It’s well understood that advertising close to the point of sale, drives purchasing decisions. Street furniture is effective because it dominates in suburban areas, whilst zoning regulations preclude billboards and other OOH media types. What this means to advertisers is that street furniture reigns supreme in the suburbs, making it the ideal OOH format to reach consumers close to their homes, schools and shopping centres, intercepting them on their path to purchase.

Agencies sometimes overlook street furniture advertising as a big campaign platform. John Faia, General Manager at Street Network, argues that changing commuter patterns and access to consumers makes street furniture effective and affordable for brands.

The power of street furniture, by the numbers

Research shows just how effective street furniture is at making an impact and driving consumer behaviour: TGI 2020C (TGI 2020C; Recall seeing an add on Street Furniture: Universe size 7,8m; Sample Size: 8 422) notes that 85% of those who recall OOH, recall an advertisement on street furniture. And, having noticed it, 43% have gone to the store to buy a product – 24% of these immediately, and 76% later on.

Moreover, 39% of OOH viewers noticed an advertisement providing directions to a specific store, business or restaurant location; 20% of OOH viewers have visited a business immediately after seeing a directional OOH ad, and 74% of those visitors made a purchase.



Street furniture plays an integral part in urban space design

The last decade has seen a worldwide shift in the design and construction of urban spaces, emphasising the importance of public areas amongst communities.

Street furniture plays an important role, helping to make these spaces attractive, sociable, inclusive and safer. For example, bus shelters and benches encourage people to rest and interact with others and provide pedestrians with a safe haven against the elements. Litter bins help keep outdoor areas clean and tidy.

This will gain momentum with the establishment of smart cities and as communities become better connected, there will be an increase in multi-functional street furniture. The integration of technology offers new and useful possibilities such as bus schedules that provide a real time ETA and street lights that dim and or brighten in response to foot traffic.

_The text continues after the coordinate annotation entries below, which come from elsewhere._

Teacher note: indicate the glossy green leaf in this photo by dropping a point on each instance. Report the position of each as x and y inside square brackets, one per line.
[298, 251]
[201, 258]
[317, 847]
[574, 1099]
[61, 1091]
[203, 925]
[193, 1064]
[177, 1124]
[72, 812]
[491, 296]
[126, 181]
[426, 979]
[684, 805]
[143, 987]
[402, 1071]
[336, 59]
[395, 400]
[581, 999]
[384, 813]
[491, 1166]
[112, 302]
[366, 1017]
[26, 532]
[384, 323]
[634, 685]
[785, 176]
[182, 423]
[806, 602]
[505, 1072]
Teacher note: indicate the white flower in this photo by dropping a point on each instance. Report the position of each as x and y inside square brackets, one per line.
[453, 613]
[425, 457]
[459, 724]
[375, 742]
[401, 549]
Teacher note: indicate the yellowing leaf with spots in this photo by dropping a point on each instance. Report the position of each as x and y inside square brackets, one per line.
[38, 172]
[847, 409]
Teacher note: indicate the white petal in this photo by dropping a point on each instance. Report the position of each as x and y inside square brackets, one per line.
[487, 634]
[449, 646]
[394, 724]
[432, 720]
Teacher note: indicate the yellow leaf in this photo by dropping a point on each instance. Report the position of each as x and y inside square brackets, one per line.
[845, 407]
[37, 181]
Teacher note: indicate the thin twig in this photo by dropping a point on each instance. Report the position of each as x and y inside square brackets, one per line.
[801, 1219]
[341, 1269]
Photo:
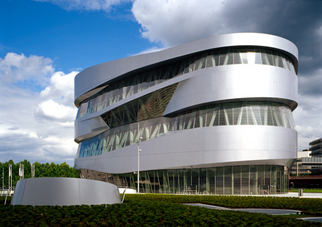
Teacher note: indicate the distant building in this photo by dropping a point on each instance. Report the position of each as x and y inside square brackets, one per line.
[212, 116]
[299, 167]
[306, 171]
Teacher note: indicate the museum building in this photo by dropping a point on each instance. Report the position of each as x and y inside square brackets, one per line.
[213, 116]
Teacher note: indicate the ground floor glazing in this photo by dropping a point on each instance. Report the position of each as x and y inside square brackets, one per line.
[227, 180]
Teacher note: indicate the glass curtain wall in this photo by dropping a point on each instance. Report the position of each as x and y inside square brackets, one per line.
[227, 180]
[227, 56]
[239, 113]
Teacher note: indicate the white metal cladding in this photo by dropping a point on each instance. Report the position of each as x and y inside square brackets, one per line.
[225, 83]
[202, 147]
[205, 146]
[94, 76]
[236, 82]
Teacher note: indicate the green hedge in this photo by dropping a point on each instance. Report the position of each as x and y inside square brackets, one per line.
[137, 213]
[306, 205]
[308, 190]
[160, 210]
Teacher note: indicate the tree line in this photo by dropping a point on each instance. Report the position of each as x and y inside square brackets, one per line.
[41, 170]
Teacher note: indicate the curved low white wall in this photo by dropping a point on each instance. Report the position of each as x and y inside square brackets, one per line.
[62, 191]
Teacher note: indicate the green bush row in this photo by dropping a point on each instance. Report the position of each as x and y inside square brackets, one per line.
[308, 190]
[306, 205]
[137, 212]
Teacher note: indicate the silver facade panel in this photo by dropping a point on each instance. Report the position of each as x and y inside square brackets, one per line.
[202, 147]
[94, 76]
[197, 87]
[236, 82]
[217, 84]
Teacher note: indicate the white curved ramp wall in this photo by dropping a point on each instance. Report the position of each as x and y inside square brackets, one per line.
[61, 191]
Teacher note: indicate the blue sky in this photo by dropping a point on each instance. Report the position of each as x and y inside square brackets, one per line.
[74, 39]
[45, 43]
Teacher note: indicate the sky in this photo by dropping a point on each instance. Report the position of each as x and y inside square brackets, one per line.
[45, 43]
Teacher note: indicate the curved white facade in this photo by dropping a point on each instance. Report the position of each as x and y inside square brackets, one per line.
[219, 107]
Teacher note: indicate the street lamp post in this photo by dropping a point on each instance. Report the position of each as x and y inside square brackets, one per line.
[139, 163]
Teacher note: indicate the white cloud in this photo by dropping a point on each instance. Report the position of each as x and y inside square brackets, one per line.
[85, 4]
[36, 125]
[51, 109]
[61, 88]
[175, 22]
[18, 68]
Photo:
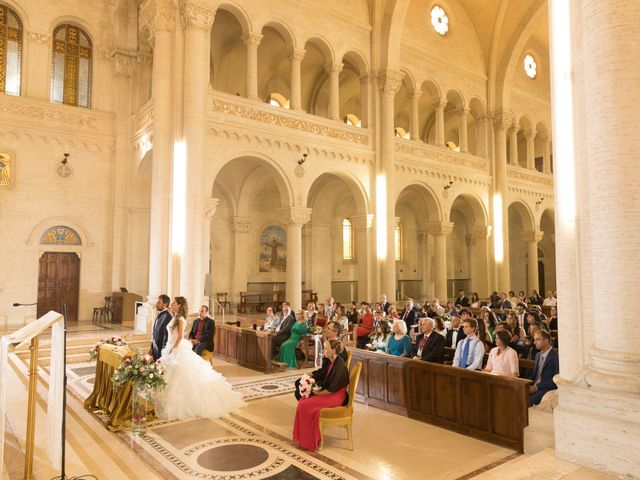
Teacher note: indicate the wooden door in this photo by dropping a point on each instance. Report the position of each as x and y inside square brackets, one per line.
[58, 283]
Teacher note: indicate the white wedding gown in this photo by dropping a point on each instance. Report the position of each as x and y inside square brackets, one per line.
[194, 389]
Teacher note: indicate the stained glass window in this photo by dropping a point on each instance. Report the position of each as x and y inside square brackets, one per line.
[10, 51]
[72, 54]
[347, 239]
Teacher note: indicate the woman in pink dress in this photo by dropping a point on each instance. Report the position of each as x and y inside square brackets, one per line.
[332, 393]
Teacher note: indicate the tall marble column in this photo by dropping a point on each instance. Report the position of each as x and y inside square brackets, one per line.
[294, 218]
[388, 85]
[464, 116]
[296, 57]
[502, 123]
[513, 145]
[159, 17]
[530, 135]
[197, 19]
[439, 105]
[440, 231]
[532, 238]
[252, 42]
[333, 70]
[597, 152]
[414, 97]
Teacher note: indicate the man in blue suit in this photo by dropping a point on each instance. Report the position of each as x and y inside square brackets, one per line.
[547, 366]
[159, 334]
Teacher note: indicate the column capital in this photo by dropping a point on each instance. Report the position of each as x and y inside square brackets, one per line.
[197, 14]
[439, 228]
[502, 121]
[158, 16]
[363, 221]
[335, 67]
[294, 215]
[210, 207]
[389, 81]
[297, 54]
[532, 235]
[241, 224]
[252, 39]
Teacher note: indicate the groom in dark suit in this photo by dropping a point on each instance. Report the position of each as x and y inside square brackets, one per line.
[159, 334]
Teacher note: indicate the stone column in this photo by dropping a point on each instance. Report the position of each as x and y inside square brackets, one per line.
[546, 159]
[388, 85]
[333, 70]
[502, 123]
[464, 115]
[530, 135]
[159, 17]
[415, 114]
[532, 238]
[296, 57]
[252, 41]
[197, 19]
[513, 145]
[440, 231]
[439, 105]
[294, 218]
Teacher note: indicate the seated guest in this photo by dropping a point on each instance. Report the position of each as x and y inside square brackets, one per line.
[332, 393]
[272, 321]
[380, 338]
[333, 331]
[455, 333]
[469, 352]
[399, 343]
[288, 348]
[503, 360]
[311, 314]
[364, 329]
[202, 331]
[547, 366]
[462, 299]
[429, 344]
[283, 332]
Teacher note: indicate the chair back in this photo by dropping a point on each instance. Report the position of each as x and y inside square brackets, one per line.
[354, 378]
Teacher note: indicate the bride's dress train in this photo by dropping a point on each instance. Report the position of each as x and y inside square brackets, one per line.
[194, 389]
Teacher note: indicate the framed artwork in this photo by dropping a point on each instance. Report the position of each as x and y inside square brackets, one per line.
[273, 249]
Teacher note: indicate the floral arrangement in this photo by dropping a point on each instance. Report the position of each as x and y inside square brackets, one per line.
[142, 371]
[120, 342]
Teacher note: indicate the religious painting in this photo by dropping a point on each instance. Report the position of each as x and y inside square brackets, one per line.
[60, 235]
[273, 249]
[5, 170]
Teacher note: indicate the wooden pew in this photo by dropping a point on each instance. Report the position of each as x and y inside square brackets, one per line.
[479, 404]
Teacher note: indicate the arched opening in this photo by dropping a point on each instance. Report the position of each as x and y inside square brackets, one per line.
[228, 61]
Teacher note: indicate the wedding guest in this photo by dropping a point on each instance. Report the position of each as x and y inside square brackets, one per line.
[429, 344]
[503, 360]
[332, 393]
[288, 348]
[399, 343]
[547, 366]
[470, 352]
[380, 338]
[202, 331]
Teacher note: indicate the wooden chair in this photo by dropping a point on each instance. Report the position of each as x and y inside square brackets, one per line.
[342, 416]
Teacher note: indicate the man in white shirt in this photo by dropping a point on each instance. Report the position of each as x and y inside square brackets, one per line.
[470, 351]
[550, 301]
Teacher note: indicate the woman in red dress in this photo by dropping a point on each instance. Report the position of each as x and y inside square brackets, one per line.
[332, 393]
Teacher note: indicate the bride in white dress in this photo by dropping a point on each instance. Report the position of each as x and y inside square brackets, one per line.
[194, 389]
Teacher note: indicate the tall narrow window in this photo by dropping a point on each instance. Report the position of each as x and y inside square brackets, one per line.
[347, 239]
[72, 52]
[10, 51]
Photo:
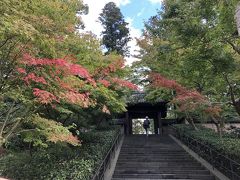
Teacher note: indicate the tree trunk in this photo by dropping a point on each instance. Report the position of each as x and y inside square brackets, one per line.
[238, 18]
[237, 106]
[190, 121]
[219, 129]
[2, 151]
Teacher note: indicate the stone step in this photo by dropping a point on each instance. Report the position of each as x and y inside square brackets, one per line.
[157, 158]
[161, 168]
[157, 171]
[148, 179]
[165, 176]
[158, 165]
[148, 159]
[154, 157]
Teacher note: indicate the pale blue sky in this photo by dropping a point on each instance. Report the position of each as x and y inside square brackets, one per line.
[135, 13]
[139, 11]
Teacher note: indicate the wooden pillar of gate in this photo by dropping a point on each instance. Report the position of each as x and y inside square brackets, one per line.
[156, 125]
[127, 124]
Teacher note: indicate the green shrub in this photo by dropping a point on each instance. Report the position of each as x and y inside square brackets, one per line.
[60, 161]
[228, 145]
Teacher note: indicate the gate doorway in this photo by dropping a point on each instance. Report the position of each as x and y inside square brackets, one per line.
[155, 112]
[137, 126]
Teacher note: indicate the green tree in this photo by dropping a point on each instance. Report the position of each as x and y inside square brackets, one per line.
[195, 43]
[116, 32]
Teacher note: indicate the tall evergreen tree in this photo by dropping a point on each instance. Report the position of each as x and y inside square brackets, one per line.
[116, 32]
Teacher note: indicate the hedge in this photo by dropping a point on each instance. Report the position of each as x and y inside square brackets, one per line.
[60, 161]
[228, 145]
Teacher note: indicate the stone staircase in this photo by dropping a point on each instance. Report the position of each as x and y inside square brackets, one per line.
[156, 157]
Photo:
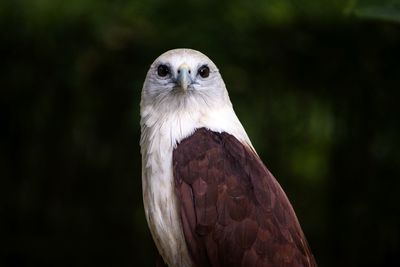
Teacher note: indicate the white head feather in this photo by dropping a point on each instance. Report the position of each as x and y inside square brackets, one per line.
[169, 113]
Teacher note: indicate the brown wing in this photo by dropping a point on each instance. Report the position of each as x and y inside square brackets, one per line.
[233, 211]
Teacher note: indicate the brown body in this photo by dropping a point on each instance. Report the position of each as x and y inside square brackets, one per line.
[233, 211]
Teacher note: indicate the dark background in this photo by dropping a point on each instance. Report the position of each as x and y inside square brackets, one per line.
[315, 83]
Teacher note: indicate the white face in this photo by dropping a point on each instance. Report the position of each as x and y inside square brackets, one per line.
[182, 74]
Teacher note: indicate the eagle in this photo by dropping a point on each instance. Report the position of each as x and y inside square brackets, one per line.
[208, 198]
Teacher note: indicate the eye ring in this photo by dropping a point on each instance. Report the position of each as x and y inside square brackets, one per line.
[163, 70]
[204, 71]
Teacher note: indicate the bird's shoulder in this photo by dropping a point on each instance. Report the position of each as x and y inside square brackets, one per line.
[233, 211]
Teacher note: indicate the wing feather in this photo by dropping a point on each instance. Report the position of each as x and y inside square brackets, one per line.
[233, 211]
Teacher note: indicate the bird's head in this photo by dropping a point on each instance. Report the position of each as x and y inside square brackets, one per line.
[182, 79]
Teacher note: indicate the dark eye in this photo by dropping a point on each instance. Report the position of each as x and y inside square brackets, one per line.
[162, 70]
[204, 71]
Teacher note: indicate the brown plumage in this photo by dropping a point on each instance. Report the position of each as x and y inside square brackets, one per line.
[233, 211]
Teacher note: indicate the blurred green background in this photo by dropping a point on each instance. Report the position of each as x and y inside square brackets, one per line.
[315, 83]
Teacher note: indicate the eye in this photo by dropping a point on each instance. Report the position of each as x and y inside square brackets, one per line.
[163, 70]
[204, 71]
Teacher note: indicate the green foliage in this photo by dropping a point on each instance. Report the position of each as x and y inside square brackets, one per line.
[315, 84]
[384, 10]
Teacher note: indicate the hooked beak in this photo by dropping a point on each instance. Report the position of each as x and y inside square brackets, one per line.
[183, 79]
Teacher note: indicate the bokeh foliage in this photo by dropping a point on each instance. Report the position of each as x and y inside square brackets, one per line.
[315, 83]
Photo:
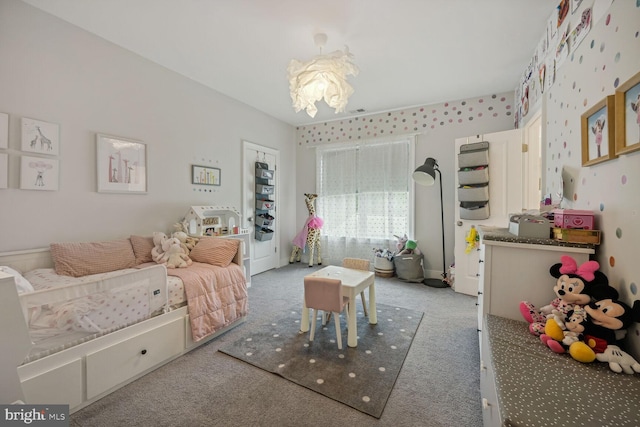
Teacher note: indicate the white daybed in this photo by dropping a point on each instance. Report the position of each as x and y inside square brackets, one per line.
[94, 354]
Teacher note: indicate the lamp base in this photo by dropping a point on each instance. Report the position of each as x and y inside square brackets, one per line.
[435, 283]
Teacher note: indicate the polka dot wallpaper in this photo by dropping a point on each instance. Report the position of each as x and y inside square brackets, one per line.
[452, 114]
[607, 57]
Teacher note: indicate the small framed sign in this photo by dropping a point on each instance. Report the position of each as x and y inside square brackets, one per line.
[205, 175]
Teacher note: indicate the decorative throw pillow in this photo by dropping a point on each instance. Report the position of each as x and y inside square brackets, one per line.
[142, 248]
[22, 284]
[215, 251]
[81, 259]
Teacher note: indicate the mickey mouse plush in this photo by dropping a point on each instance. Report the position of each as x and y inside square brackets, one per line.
[604, 318]
[576, 286]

Word on the street drives people online

Street furniture advertising is also effective in getting people online. According to TGI 2020C, 56% of South Africans who see an advertisement on street furniture, have taken action online, for example, by interacting with the brand on social media, accessing a coupon or scanning a QR code. Globally this metric sits at 48%, indicating that South Africans are more comfortable engaging in this manner. More specifically: 39% researched a product on a mobile phone; 39% downloaded an app; 38% used their mobile phone to make a purchase; 38% researched a product online and 37% purchased a product online.

Given these figures, there’s an undeniable opportunity to link mobile out of home (MOOH) with street furniture campaigns.

Moreover, changing commuter patterns mean that its importance within a campaign will keep growing. Commuter patterns are changing: People are moving about in smaller areas and taking shorter trips. The pandemic forced us to adapt to working from home, and now the genie is well and truly out of the bottle: while many people have returned to the office, a substantial number continue to work from home.

This affects when and where people shop, as commuters who would previously have stopped at shops on their daily commute to and from work, will instead shop closer to home.

At the same time there is a growing drive to support local businesses, further encouraging this trend and reinforcing the buying power of local communities.



Big brands benefit from street smart advertising campaigns

Stringent suburban by-laws preclude other media types from entering these spaces whilst street furniture offers an impactful way to reach audiences where they eat, shop, play and stay.

The moral of the story is that street furniture offers an effective OOH platform for larger scale brand campaigns – especially as the need for hyperlocal strategies grow, thanks to changing commuter patterns.


Hyper-location strategies offered across three areas:

• In the suburbs: engage difficult-to-access affluent audiences where they live, work and shop.

• In the city: connect with influential audiences with high spending potential as they are most receptive to visual messaging.

• On the streets: put your brand in front of the ever-growing urban middle market during their commuting journey.